Giobbe 35:9,10
Un canto nella notte
Immaginiamo la scena descritta al capitolo 16 (v. 16-34) del libro degli Atti. Siamo a Filippi, piccola città della Macedonia. Passeggiamo vicino alla prigione. È mezzanotte. All'improvviso, ci sembra di sentir cantare. Sono chiaramente dei cantici. Li riconosciamo facilmente, perché non sono delle grida di rivolta né di sofferenza. Sono delle voci di uomini. Ma il canto è molto calmo, un'armonia serena. Il canto proviene proprio dalla prigione. È possibile che dei prigionieri possano cantare in questo modo? Sì, Paolo e Sila, che predicavano l'evangelo, sono sereni, anche se rinchiusi nella prigione. I soldati che li hanno portati lì li hanno frustati ripetutamente. Nessuno si è occupato delle loro piaghe. Anzi, il carceriere ha messo ai loro piedi dei pesanti ceppi.
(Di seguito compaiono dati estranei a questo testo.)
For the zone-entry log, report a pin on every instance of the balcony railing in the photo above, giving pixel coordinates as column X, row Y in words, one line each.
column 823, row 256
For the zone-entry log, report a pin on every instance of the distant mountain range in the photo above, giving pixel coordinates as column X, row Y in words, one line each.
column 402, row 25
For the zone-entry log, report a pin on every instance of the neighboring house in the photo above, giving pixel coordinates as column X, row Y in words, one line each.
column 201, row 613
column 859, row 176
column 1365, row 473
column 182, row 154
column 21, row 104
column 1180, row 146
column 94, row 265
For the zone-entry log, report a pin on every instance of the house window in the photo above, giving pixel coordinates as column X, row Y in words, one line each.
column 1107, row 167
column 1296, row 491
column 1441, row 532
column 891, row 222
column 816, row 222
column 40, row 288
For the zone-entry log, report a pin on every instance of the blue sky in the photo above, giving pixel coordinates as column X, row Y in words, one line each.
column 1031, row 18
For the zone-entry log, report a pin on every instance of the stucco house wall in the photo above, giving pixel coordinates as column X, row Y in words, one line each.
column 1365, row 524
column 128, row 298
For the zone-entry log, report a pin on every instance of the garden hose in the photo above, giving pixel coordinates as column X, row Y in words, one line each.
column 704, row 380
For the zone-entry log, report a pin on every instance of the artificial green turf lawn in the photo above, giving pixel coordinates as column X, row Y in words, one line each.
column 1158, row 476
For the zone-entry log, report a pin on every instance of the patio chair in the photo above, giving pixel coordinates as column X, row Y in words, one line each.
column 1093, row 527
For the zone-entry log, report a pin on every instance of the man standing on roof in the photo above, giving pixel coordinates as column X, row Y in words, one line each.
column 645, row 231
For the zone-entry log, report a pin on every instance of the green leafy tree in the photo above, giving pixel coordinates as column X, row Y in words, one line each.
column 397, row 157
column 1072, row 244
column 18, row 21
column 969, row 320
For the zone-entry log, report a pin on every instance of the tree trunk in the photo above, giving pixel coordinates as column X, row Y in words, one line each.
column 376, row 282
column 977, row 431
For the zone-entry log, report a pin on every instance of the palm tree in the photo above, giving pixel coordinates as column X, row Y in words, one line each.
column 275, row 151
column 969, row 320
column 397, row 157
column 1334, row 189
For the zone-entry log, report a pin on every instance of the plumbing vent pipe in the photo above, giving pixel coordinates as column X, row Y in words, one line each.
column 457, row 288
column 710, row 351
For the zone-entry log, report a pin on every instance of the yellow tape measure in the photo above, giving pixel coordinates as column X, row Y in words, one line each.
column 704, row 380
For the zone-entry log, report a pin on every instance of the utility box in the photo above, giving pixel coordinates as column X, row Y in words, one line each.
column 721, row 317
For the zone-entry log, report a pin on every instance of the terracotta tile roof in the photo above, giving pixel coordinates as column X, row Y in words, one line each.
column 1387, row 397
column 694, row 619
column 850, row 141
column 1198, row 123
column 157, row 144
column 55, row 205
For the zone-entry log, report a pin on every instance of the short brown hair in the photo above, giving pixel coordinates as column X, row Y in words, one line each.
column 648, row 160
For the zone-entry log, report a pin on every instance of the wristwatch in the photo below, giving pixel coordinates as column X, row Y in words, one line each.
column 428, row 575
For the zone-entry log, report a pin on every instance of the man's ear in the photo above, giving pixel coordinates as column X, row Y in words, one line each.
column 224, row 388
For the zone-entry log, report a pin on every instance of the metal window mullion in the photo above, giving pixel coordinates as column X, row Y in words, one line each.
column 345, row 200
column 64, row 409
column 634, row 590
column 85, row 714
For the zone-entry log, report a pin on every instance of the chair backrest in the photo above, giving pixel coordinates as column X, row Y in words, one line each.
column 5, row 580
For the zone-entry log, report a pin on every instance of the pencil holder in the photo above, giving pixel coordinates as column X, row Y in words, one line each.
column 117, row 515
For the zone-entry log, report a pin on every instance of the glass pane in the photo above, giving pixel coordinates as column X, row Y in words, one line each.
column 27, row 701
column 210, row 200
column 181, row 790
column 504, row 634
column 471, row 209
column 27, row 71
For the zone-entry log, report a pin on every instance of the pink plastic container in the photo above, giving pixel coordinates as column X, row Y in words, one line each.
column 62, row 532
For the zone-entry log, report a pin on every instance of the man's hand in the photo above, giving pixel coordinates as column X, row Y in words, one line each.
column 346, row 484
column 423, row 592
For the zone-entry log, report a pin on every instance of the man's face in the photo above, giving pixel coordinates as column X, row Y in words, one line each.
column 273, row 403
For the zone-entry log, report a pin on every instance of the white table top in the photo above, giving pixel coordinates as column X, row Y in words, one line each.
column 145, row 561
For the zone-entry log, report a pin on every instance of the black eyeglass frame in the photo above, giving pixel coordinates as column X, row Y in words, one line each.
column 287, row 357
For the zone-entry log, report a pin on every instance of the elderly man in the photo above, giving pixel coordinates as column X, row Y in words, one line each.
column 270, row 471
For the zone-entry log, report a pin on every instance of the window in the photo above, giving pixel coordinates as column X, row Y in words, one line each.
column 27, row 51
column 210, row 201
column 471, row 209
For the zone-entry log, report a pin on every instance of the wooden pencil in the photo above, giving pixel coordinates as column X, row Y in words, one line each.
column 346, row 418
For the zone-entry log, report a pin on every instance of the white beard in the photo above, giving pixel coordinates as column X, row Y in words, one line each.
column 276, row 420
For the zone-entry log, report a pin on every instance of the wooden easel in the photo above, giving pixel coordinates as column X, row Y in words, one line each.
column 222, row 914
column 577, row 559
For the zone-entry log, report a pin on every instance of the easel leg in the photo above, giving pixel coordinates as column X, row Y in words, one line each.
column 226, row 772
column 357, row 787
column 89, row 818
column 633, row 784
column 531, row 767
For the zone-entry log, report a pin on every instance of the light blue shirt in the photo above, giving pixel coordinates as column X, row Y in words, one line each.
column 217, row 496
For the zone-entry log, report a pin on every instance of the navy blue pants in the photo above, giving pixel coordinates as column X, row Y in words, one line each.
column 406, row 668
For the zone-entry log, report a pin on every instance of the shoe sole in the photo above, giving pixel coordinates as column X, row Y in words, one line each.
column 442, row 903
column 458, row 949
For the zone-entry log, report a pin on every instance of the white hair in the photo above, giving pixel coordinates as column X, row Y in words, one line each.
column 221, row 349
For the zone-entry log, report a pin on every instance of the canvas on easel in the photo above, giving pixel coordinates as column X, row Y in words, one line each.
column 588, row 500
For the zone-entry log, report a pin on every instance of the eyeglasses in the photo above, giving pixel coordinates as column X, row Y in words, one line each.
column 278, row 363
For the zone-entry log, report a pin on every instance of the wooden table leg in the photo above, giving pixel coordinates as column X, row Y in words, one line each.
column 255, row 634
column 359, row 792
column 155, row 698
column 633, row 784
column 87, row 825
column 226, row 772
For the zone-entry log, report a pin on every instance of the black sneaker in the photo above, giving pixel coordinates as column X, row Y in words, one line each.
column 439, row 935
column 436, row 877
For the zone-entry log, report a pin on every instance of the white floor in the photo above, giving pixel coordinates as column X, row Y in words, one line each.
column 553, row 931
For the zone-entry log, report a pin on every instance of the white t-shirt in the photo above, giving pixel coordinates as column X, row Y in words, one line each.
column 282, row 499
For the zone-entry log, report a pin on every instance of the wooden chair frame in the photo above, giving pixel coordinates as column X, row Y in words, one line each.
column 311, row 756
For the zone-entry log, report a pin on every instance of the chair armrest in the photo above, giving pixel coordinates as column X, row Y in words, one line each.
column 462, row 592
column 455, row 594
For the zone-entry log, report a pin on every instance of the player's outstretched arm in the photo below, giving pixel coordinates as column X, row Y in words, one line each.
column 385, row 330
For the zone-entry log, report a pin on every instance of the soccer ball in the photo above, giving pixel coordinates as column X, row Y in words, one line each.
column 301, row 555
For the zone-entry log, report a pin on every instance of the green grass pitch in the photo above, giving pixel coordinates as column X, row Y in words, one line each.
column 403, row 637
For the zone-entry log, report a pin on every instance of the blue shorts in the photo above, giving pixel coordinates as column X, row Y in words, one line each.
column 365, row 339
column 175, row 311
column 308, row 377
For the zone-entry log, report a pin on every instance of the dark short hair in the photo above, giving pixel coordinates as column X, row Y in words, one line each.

Ma come potevano ancora cantare le lodi di Dio? Essi pregavano e il Signore Gesù era accanto a loro. Il Signore fa persino venire un terremoto e le porte della prigione si aprono. Così i due prigionieri sono liberi, ma non fuggono. Erano lì per annunciare la salvezza per grazia.
Il carceriere credette il messaggio dell'Evangelo. Ospitò i prigionieri a casa propria. Curò le loro piaghe; e presto fu battezzato, lui e tutti i suoi. "Che debbo fare per essere salvato?" aveva chiesto a Paolo e Sila. "Credi nel Signore Gesù e sarai salvato", fu la risposta. È una risposta che vale anche per voi.